Le Fort de Troyon — Le saillant de Saint-Mihiel
Monument aux morts, place « Colonel Henry » avec monument à sa mémoire, emplacement de sa maison natale.
Le 21 septembre 1914, jeune sous-lieutenant, il entre dans son village natal après une marche de 25 km depuis Verdun.
Église (lieu de rassemblement de sa section) et cimetière où il fera prisonniers des Allemands.
Le soir même, il emmène ses hommes à l'attaque d'un régiment bavarois. Le lendemain, obligé de se replier, il sera blessé plusieurs fois.
Ligne de défense Séré de Rivières. Visite possible avec l'association « Ceux de Troyon ». Rôle clé dans la victoire de la Marne en septembre 1914.
Le monument des défenseurs du Fort a été érigé grâce à l'action du Colonel Adrien Henry.
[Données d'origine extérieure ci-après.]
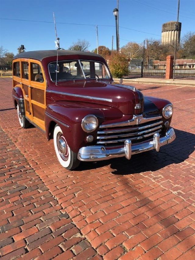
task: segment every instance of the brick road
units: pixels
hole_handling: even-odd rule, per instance
[[[21,128],[0,81],[1,259],[194,259],[195,88],[134,84],[172,102],[176,139],[70,171],[52,140]]]

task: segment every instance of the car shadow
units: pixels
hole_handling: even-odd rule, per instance
[[[137,88],[137,89],[139,90],[142,91],[142,90],[147,90],[148,89],[154,89],[155,88],[161,88],[161,87],[151,87],[151,88]]]
[[[4,109],[0,109],[0,112],[2,111],[6,111],[7,110],[12,110],[13,109],[15,109],[15,107],[12,107],[10,108],[5,108]]]
[[[175,130],[175,140],[171,143],[161,147],[158,153],[153,150],[135,154],[129,161],[122,157],[95,162],[83,163],[76,170],[92,170],[110,164],[110,168],[113,170],[112,173],[126,175],[154,172],[172,164],[182,162],[189,158],[194,150],[195,135]]]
Cimetière militaire, monument aux morts (161e RI mentionné), caserne à Chauvoncourt. Occupé par les Allemands de fin 1914 à septembre 1918.
Église servant de premier hôpital. Vitraux 14-18 remarquables, dont celui de l'adjudant Péricard criant « debout les morts ! ». Lieu émouvant.
Saint-Hilaire-le-Grand — La Main de Massiges
Sur la D931 près de Reims. Armements, uniformes et photographies. Lieu de regroupement des soldats russes envoyés en renfort.
Adrien Henry sera chargé de conduire les troupes russes vers leurs tranchées, avec des difficultés de langue.
Chapelle russe visible dans le bourg. Ligne de front côté français en 1915. Au sud, Mourmelon — route empruntée par les soldats entre l'arrière et le front.
Le 161e RI attaque le 25 septembre 1915 à 9h15. Adrien Henry commande une section de 38 hommes : seuls trois soldats et lui ne seront pas tués ! Blessé à trois reprises, il perdra conscience.
Hommage aux soldats tombés dans la région. Le général Gouraud y est enterré. Vestiges de tranchées et tombes isolées aux alentours.
Adrien Henry rencontra personnellement le général Gouraud, mais lors d'une autre bataille (Chemin des Dames, 16 avril 1917).
Collines formant les doigts d'une main, combats durant toute la guerre. Tranchée reconstituée à visiter (prévoir des bottes).
Fin 1916, il souffrira particulièrement de la boue des tranchées. Il tombera dans un trou d'eau, obligé de se changer complètement.
Berry-au-Bac et les chars — La Cote 108 — L'écluse de Sapigneul
Extrémité ouest du champ de bataille. Pris par les Français le 25 octobre 1917, offensive à objectif limité du général Pétain. Point de départ de la route des crêtes.
Musée installé dans une creute où se sont déroulés de terribles affrontements. Depuis la terrasse, on voit le relief escarpé que les troupes françaises ont dû gravir. Prévoir une bonne heure.
Premiers chars français employés le 16 avril 1917. L'échec dû aux pluies et boues fournira des enseignements pour 1918.
Envoyé fin mai 1917 dans cette zone, il évoque sa « visite » d'un char dans le no man's land. Un ami enverra les 40 munitions vers les Allemands, déclenchant un formidable tir de barrage !
Lieu très meurtrier. Le 161e RI et le 150e RI passeront par cette écluse détruite puis réaménagée. Vestiges de tranchées dans le petit bois à l'est.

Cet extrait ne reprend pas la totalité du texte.